A cat thought to be the oldest in the world has died.
Nutmeg, aged 32, was believed to be the record holder, with the average age for a moggy being usually around 12 to 15 years - though many indoor cats survive until 21.
Nutmeg was adopted by owners Liz and Ian Finlay, from Blaydon, Gateshead, after they found him in their garden in 1990.
They took him to Cats Protection, where vets told them he was at least five, making him 32 when he died.
Until his death, he was thought to be the oldest cat in the world, taking the crown of 26-year-old Corduroy, the Guinness World Record holder.
However, sadly, he could not be registered in the official records books as his age could not be proved after the Finlay’s tried in vain to find a record that they took Nutmeg to the Cats Protection in 1990 to verify their claim.
Nutmeg kept outliving all of his nine lives and underwent lifesaving treatment at Westway’s main veterinary hospital on West Road, Newcastle, after suffering a stroke in 2015.
The moggy marvel battled back to health, but began to suffer breathing difficulties. He was taken to Westway Veterinary Group in Newcastle with breathing difficulties, but vets were unable to save him after he suffered heart failure
Heartbroken owners Liz and Ianadmit the death of their beloved pet has left a massive hole in their lives.
Liz said: “I feel like my heart has been ripped out. He is such a miss as he was a huge character, who was dearly loved.”
Ian added: “I can hardly put into words how much we miss him.
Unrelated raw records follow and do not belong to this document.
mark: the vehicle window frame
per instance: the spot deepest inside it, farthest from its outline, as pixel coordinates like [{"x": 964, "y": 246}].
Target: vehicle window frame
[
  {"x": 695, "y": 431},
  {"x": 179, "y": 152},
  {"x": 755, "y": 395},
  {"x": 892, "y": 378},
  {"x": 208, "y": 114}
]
It has left a big hole in our lives, but we still feel he is with us in spirit.
“After his death we just had to get away for a week’s holiday, but it’s done nothing to heal the pain as he was such a special pet.”
Westway Vets Managing Director Jason Atherton said: “Having cats of 20-21 registered with the practice is becoming more and more common.
“But Nutmeg was a real exception because he was 10 years older than our oldest feline patients.
“Cats are living longer thanks to better nutrition, better care and better monitoring of patients. He was clearly a much-loved family pet to have had such a long, happy life with Mr and Mrs Finlay.”
Nutmeg was in a bad way when arrived at the Finlay home in Blaydon in 1990 as he was suffering from a nasty abscess on his neck.
Liz and Ian managed to coax him into their home with food, before taking him to Cats Protection, who said they could keep the stray as they thought he had been abandoned.
Ian said: “He was checked over by Cat Protection, who said the condition of his teeth made him at least five years old and we owned him for 27 years. He knew where he was going to be well off and he particularly loved my wife.
“He was not our cat – we were his humans and he never let us forget that. I think that was the secret to his long life.”